Chapitre 9 : L’avenir de la marionnette ~ Point de vue de Rose ~
Partie 1
Le jeune homme qui marchait sur notre chemin avec le visiteur avait un comportement doux. Ses doux cheveux châtain clair et ses traits aimables complétaient ses manières douces. Cependant, son corps svelte était celui d’un combattant. Je pouvais voir ses muscles trempés sous l’unique couche de vêtements qu’il portait.
J’avais vu ce type de vêtement, un tissu drapé sur le torse qui se terminait par une gaine lâche, de temps en temps depuis que nous étions entrés dans Diospyro. C’était la tenue indigène du nord d’Aker, d’après Shiran. Une épée à un seul tranchant pendait à sa taille, et plusieurs décorations en bois ressemblant à une sorte de créature pendaient à son cou.
Pour une raison inconnue, au moment où nos regards s’étaient croisés, j’avais ressenti une étrange sensation. Ce n’était pas nécessairement inconfortable, mais c’était suffisamment fort pour que je ne puisse l’ignorer. Avant que je puisse comprendre ce que c’était, cependant, le jeune homme s’était tourné vers le garçon qui se tenait à côté de lui.
« Dis-moi, Aketora, n’est-ce pas le compatriote dont tu parlais hier ? »
« Comme si j’en avais quelque chose à foutre… »
Le garçon que nous avions rencontré à l’auberge l’autre jour, qui avait déjà une expression grincheuse, se renfrogna encore plus.
« Et voilà que tu recommences à agir d’une manière qui ne manquera pas de te faire plus d’ennemis, » répondit le jeune homme à la fois dans la réprobation et l’exaspération.
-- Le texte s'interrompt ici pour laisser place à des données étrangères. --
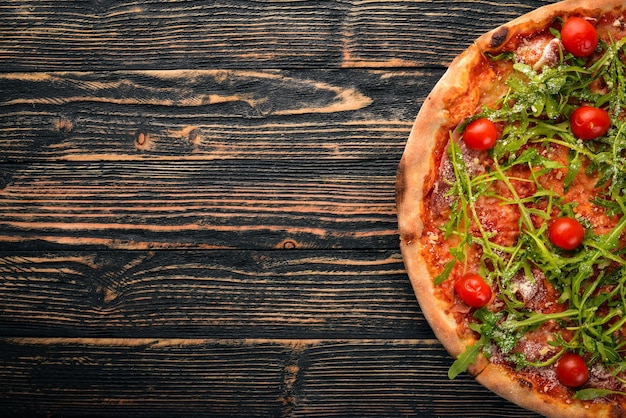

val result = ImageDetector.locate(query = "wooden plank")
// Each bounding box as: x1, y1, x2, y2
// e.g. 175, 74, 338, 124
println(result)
0, 250, 424, 338
0, 70, 428, 162
0, 0, 554, 72
0, 156, 399, 249
0, 338, 536, 418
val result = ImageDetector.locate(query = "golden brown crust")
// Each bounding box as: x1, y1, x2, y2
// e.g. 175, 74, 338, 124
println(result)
396, 0, 626, 418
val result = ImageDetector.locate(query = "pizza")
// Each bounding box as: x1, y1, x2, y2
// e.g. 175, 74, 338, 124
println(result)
396, 0, 626, 418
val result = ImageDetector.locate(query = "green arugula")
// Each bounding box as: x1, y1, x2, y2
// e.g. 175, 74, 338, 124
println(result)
435, 38, 626, 399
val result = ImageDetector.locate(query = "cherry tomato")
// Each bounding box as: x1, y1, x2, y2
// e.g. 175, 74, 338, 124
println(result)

Mais malgré son ton, ses manières restaient douces.
« N’étais-tu pas inquiet de ce que faisaient tes compatriotes ? » poursuit le jeune homme. « Pourquoi gaspiller une opportunité comme celle-ci ? »
Alors que le visiteur semblait ne rien vouloir faire avec nous, cet homme semblait plutôt intéressé. Il avait souri et avait suivi notre chemin. Je n’avais pas ressenti d’hostilité ni de malaise. Son comportement était en fait agréable. Mais j’étais toujours la garde de mon maître aujourd’hui. Quelle que soit l’attitude de cet homme, je devais rester vigilante.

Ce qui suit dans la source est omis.